V. S. Naipaul Miguel Street 1959年

 2001年ノーベル文学賞受賞のナイポール(1932-)による事実上の処女作といわれる短編集。作者はトリニダードにてインド系の両親のもとに生まれ、英国オックスフォードで学位を取得し、その後はフリーランスのライターとして活動する傍らBBCのキャスターやNew Statesmanの編集にも携わった。本書の語り手はナイポール自身が投影された少年である。舞台は第2次世界大戦中のトリニダードの下町の一角ミゲル・ストリート。
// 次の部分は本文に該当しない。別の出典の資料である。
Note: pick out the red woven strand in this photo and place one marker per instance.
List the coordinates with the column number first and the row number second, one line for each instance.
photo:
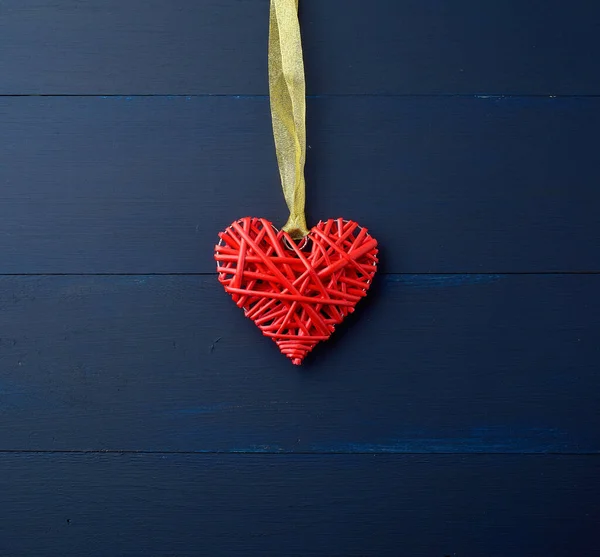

少年が自分で貯金して海外に留学するまでミゲル・ストリートで遭遇した「不思議でおかしく、そしてどこか悲しい面々」を独特のタッチで描写する。ただひたすらに名無しの家具ばかり作っている大工のPopo、4セントで得体のしれない詩を売りこむWordsworthなどなど…。インドと英国の文化の間で揺れ動くナイポール自身のアイデンティティーの機微がまるでミゲル・ストリートに起因するかのようだ。原作の英語も読みやすく、肩が凝らない。台詞で頻出しているカリブ海英語も軽妙で面白く、何時も接している所謂「標準」にはない独特のリズムが頭に浮かんでくるだろうか。翻訳(小沢自然・小野正嗣訳『ミゲル・ストリート』岩波書店)も出版されているが、上のような理由により、原作で挑戦してみることをお勧めする。